The circuit board was relatively small in size so I separated it from its casing. I then fashioned a micro-usb power port by patching together the two power cables meant for the triple AAA batteries with the end of a female micro-usb cable. Finally I cleared away the epoxy on the trimmer capacitor to enable tuning of the transmit frequency :). This is how the end product looks like:
I had an old powerbank that had some issues so I decided to re-purpose it. I took out the rechargeable batteries patched them up to the end of a USB cable to fashion a portable battery pack. The charging circuit board would come in handy for recharging the batteries :).
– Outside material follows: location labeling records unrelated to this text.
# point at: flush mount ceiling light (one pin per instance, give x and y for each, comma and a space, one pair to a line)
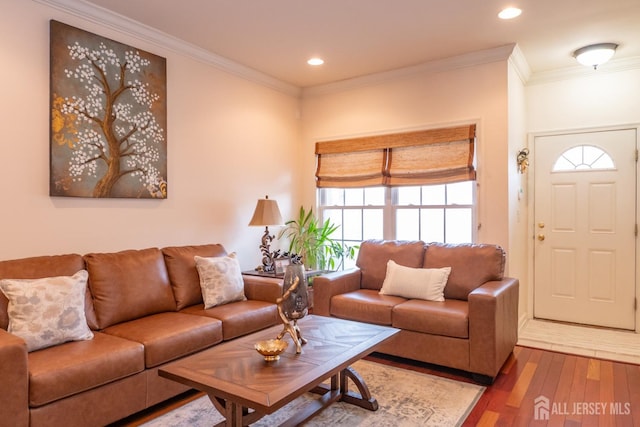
509, 13
595, 54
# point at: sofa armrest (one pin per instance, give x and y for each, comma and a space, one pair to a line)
14, 381
328, 285
261, 288
493, 325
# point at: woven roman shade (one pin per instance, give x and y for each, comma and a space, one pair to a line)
425, 157
349, 163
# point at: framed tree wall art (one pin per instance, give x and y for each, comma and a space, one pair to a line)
108, 118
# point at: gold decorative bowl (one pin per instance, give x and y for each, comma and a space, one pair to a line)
271, 349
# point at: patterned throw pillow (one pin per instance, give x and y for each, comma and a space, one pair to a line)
220, 280
49, 311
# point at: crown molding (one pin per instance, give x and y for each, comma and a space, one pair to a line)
486, 56
580, 71
130, 27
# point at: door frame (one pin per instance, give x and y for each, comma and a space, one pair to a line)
531, 231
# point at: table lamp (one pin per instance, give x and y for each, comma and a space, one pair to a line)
266, 213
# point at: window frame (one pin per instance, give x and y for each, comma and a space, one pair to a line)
390, 209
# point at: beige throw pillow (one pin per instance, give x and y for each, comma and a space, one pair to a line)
415, 283
49, 311
220, 280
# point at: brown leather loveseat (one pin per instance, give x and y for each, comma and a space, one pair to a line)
474, 329
145, 309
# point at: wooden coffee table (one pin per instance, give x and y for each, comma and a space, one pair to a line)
244, 387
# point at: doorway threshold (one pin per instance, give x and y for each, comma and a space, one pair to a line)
600, 343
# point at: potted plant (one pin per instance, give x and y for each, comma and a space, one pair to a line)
311, 240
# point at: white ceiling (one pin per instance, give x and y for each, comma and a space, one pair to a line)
362, 37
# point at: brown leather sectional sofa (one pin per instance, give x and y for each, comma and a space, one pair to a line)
474, 329
145, 309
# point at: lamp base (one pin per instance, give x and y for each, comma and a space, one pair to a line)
267, 257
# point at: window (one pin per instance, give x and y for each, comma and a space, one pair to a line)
432, 213
583, 157
405, 186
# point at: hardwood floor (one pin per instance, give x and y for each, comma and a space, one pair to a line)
581, 391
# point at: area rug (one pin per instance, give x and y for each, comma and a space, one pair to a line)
405, 398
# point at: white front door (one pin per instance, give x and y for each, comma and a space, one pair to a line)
585, 229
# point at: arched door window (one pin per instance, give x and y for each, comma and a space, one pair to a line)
583, 157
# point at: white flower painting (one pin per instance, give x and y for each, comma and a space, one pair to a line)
108, 118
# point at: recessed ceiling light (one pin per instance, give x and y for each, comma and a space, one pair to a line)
595, 54
509, 13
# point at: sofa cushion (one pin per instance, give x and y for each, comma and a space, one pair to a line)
220, 280
421, 283
448, 318
37, 268
71, 368
471, 265
47, 311
365, 305
168, 336
374, 254
128, 285
241, 317
183, 275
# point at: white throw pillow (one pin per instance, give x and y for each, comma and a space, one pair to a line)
49, 311
220, 280
416, 283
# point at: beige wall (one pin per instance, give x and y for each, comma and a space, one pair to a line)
230, 142
518, 258
476, 94
595, 100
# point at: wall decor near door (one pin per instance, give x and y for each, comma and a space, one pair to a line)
108, 118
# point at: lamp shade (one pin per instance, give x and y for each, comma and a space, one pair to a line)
266, 213
595, 54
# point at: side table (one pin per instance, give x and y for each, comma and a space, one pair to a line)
308, 273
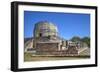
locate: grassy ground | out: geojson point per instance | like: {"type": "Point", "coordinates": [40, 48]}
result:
{"type": "Point", "coordinates": [29, 57]}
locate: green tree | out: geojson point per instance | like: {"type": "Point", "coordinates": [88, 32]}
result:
{"type": "Point", "coordinates": [75, 39]}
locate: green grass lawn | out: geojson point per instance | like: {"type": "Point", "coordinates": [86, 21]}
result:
{"type": "Point", "coordinates": [28, 57]}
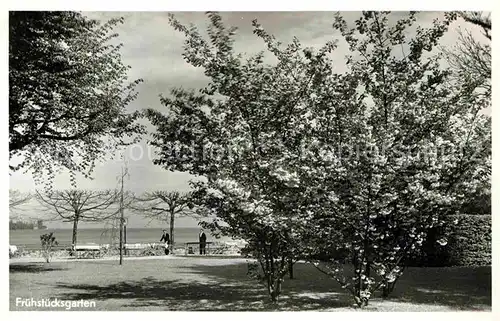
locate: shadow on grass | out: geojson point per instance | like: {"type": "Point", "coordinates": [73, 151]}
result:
{"type": "Point", "coordinates": [33, 268]}
{"type": "Point", "coordinates": [228, 288]}
{"type": "Point", "coordinates": [466, 288]}
{"type": "Point", "coordinates": [462, 288]}
{"type": "Point", "coordinates": [200, 296]}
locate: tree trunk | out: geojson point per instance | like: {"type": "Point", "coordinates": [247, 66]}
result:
{"type": "Point", "coordinates": [75, 228]}
{"type": "Point", "coordinates": [171, 245]}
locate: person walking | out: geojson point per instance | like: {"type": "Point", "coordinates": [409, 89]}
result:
{"type": "Point", "coordinates": [202, 238]}
{"type": "Point", "coordinates": [165, 238]}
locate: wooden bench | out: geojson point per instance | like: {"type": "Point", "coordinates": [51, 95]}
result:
{"type": "Point", "coordinates": [88, 248]}
{"type": "Point", "coordinates": [188, 248]}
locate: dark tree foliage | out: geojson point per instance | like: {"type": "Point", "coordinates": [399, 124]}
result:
{"type": "Point", "coordinates": [68, 92]}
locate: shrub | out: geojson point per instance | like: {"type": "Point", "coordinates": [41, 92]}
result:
{"type": "Point", "coordinates": [48, 242]}
{"type": "Point", "coordinates": [470, 241]}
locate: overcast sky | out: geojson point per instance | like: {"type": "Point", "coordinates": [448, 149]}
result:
{"type": "Point", "coordinates": [153, 49]}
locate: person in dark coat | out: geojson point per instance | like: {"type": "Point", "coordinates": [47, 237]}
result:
{"type": "Point", "coordinates": [165, 238]}
{"type": "Point", "coordinates": [203, 242]}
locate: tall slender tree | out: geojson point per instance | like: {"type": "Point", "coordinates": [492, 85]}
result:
{"type": "Point", "coordinates": [165, 206]}
{"type": "Point", "coordinates": [77, 206]}
{"type": "Point", "coordinates": [68, 93]}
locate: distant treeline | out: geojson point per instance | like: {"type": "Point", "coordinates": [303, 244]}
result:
{"type": "Point", "coordinates": [21, 225]}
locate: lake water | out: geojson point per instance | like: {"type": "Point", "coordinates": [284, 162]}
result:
{"type": "Point", "coordinates": [31, 238]}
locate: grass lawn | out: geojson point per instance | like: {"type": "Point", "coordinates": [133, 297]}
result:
{"type": "Point", "coordinates": [191, 284]}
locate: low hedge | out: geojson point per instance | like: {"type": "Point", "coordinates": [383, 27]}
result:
{"type": "Point", "coordinates": [469, 243]}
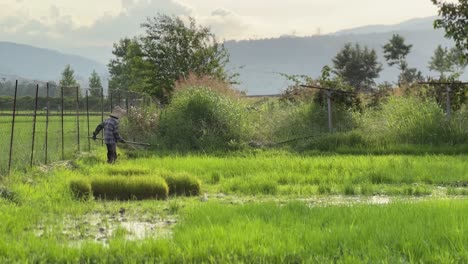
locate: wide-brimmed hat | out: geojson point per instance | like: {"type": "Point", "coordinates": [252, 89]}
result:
{"type": "Point", "coordinates": [118, 112]}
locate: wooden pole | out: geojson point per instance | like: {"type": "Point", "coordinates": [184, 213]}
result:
{"type": "Point", "coordinates": [330, 121]}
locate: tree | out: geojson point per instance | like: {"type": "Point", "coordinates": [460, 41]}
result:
{"type": "Point", "coordinates": [95, 85]}
{"type": "Point", "coordinates": [357, 66]}
{"type": "Point", "coordinates": [458, 62]}
{"type": "Point", "coordinates": [454, 19]}
{"type": "Point", "coordinates": [395, 52]}
{"type": "Point", "coordinates": [168, 51]}
{"type": "Point", "coordinates": [440, 62]}
{"type": "Point", "coordinates": [129, 70]}
{"type": "Point", "coordinates": [175, 49]}
{"type": "Point", "coordinates": [68, 81]}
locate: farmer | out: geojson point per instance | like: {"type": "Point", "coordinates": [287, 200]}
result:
{"type": "Point", "coordinates": [111, 133]}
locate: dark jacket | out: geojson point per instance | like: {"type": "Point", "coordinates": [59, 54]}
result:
{"type": "Point", "coordinates": [111, 130]}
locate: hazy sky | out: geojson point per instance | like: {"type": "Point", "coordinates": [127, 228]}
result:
{"type": "Point", "coordinates": [99, 23]}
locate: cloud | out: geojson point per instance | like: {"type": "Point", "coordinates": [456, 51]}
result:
{"type": "Point", "coordinates": [103, 32]}
{"type": "Point", "coordinates": [226, 24]}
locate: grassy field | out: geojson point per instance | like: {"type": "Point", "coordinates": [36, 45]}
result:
{"type": "Point", "coordinates": [22, 140]}
{"type": "Point", "coordinates": [262, 207]}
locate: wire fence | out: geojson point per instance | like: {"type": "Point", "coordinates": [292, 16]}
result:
{"type": "Point", "coordinates": [56, 123]}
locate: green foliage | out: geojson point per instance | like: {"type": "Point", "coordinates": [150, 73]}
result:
{"type": "Point", "coordinates": [141, 124]}
{"type": "Point", "coordinates": [198, 118]}
{"type": "Point", "coordinates": [395, 52]}
{"type": "Point", "coordinates": [357, 66]}
{"type": "Point", "coordinates": [81, 189]}
{"type": "Point", "coordinates": [440, 61]}
{"type": "Point", "coordinates": [7, 194]}
{"type": "Point", "coordinates": [454, 19]}
{"type": "Point", "coordinates": [183, 184]}
{"type": "Point", "coordinates": [95, 85]}
{"type": "Point", "coordinates": [168, 51]}
{"type": "Point", "coordinates": [250, 186]}
{"type": "Point", "coordinates": [129, 70]}
{"type": "Point", "coordinates": [411, 120]}
{"type": "Point", "coordinates": [270, 233]}
{"type": "Point", "coordinates": [127, 188]}
{"type": "Point", "coordinates": [307, 119]}
{"type": "Point", "coordinates": [68, 81]}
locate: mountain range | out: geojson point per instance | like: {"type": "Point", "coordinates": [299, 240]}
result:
{"type": "Point", "coordinates": [258, 61]}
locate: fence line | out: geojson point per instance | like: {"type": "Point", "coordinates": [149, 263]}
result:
{"type": "Point", "coordinates": [54, 123]}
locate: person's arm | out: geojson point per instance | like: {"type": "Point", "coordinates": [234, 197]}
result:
{"type": "Point", "coordinates": [97, 130]}
{"type": "Point", "coordinates": [117, 136]}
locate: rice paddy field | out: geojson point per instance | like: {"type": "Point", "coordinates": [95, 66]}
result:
{"type": "Point", "coordinates": [22, 138]}
{"type": "Point", "coordinates": [261, 206]}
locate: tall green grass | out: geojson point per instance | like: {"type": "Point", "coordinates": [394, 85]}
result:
{"type": "Point", "coordinates": [127, 188]}
{"type": "Point", "coordinates": [422, 232]}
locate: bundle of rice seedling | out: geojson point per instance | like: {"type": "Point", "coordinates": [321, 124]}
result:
{"type": "Point", "coordinates": [126, 188]}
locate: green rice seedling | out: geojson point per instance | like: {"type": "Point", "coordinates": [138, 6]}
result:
{"type": "Point", "coordinates": [252, 186]}
{"type": "Point", "coordinates": [366, 189]}
{"type": "Point", "coordinates": [421, 190]}
{"type": "Point", "coordinates": [123, 188]}
{"type": "Point", "coordinates": [215, 177]}
{"type": "Point", "coordinates": [324, 189]}
{"type": "Point", "coordinates": [183, 184]}
{"type": "Point", "coordinates": [126, 171]}
{"type": "Point", "coordinates": [349, 189]}
{"type": "Point", "coordinates": [457, 191]}
{"type": "Point", "coordinates": [8, 195]}
{"type": "Point", "coordinates": [80, 188]}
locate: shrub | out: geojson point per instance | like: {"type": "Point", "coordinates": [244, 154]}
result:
{"type": "Point", "coordinates": [413, 121]}
{"type": "Point", "coordinates": [199, 118]}
{"type": "Point", "coordinates": [324, 189]}
{"type": "Point", "coordinates": [306, 119]}
{"type": "Point", "coordinates": [183, 184]}
{"type": "Point", "coordinates": [251, 186]}
{"type": "Point", "coordinates": [213, 84]}
{"type": "Point", "coordinates": [141, 123]}
{"type": "Point", "coordinates": [80, 188]}
{"type": "Point", "coordinates": [126, 171]}
{"type": "Point", "coordinates": [126, 188]}
{"type": "Point", "coordinates": [348, 189]}
{"type": "Point", "coordinates": [8, 195]}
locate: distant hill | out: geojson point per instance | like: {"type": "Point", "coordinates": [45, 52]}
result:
{"type": "Point", "coordinates": [28, 62]}
{"type": "Point", "coordinates": [257, 61]}
{"type": "Point", "coordinates": [261, 60]}
{"type": "Point", "coordinates": [416, 24]}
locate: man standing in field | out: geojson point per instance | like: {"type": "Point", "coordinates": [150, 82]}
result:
{"type": "Point", "coordinates": [111, 133]}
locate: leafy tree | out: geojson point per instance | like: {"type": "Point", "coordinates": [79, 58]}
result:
{"type": "Point", "coordinates": [357, 66]}
{"type": "Point", "coordinates": [128, 70]}
{"type": "Point", "coordinates": [454, 19]}
{"type": "Point", "coordinates": [395, 52]}
{"type": "Point", "coordinates": [168, 51]}
{"type": "Point", "coordinates": [68, 81]}
{"type": "Point", "coordinates": [459, 64]}
{"type": "Point", "coordinates": [441, 62]}
{"type": "Point", "coordinates": [95, 84]}
{"type": "Point", "coordinates": [175, 49]}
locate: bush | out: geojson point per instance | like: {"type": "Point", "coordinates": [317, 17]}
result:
{"type": "Point", "coordinates": [141, 124]}
{"type": "Point", "coordinates": [199, 118]}
{"type": "Point", "coordinates": [126, 188]}
{"type": "Point", "coordinates": [8, 195]}
{"type": "Point", "coordinates": [80, 189]}
{"type": "Point", "coordinates": [253, 186]}
{"type": "Point", "coordinates": [308, 119]}
{"type": "Point", "coordinates": [413, 121]}
{"type": "Point", "coordinates": [183, 184]}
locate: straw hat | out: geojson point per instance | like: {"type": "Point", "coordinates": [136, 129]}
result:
{"type": "Point", "coordinates": [118, 112]}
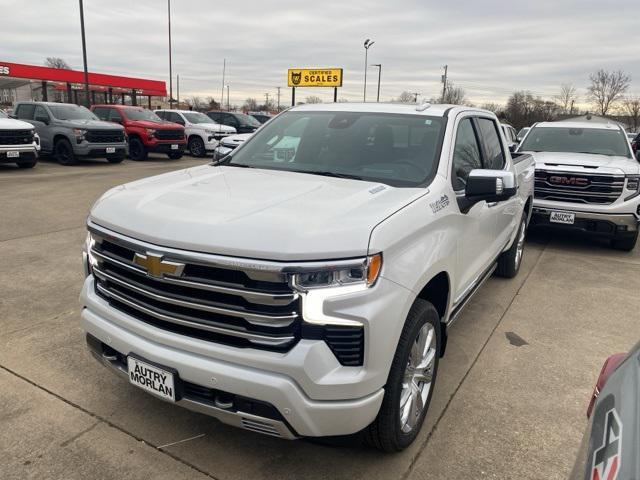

Here’s the charging circuit board:
Here’s the transmitter hooked up to the rechargeable batteries:
Testing it out
With the transmitter hooked up to the batteries and gqrx running, it was time to test out tuning to different frequencies. Adjusting the transmit frequency by turning the trimmer capacitor with a small screw driver works as expected. Here’s the frequency adjusted to 88.5MHz, which can be listened to on normal FM receivers.
If we set the slide switch on the transmitter to microphone, the transmitter listens to sounds around it and transmits on the frequency we set. Its frequency response range is 20 - 20000Hz which is the human hearing range, making it optimized to capture human voice :).
You can either use the internal mic on the circuit board or connect an external one to the mic jack to meet your specific needs.
With the micro-usb power cable I added, you can power it using the rechargeable batteries, computer/phone USB ports or the normal USB chargers. The frequency can be tuned using the trimmer capacitor and listened to on a normal FM receiver, or tuned to frequencies below the FM band to prevent eavesdropping by everyone else. The range of the transmitter is about 30m, but this could easily be increased by having a retransmitter within range. The transmitter circuit board is small enough to be easily concealed. Creative ways can also be employed like placing it in a hard disk case as I’ve done below :)
Can it DOS?
Set the slide switch to audio and you can play audio from your preferred audio source (say your phone) using an aux cable to the frequency you tune the transmitter to. If that frequency is allocated to a radio station, then anyone tuned to that station within 30m listens to what you play (legal issues ensue). With its portable nature, you become a mobile radio station DOSer.
The cost of the headsets is about 10 dollars and for that you can come up with some creative ways of making use of the transmitter. You can continue using the headphones independently with an aux cable or listening to FM radio.
For now I plan on replacing the trimmer capacitor with a more flexible one, and hopefully interface it with a smartphone to provide an interface to control the frequency :).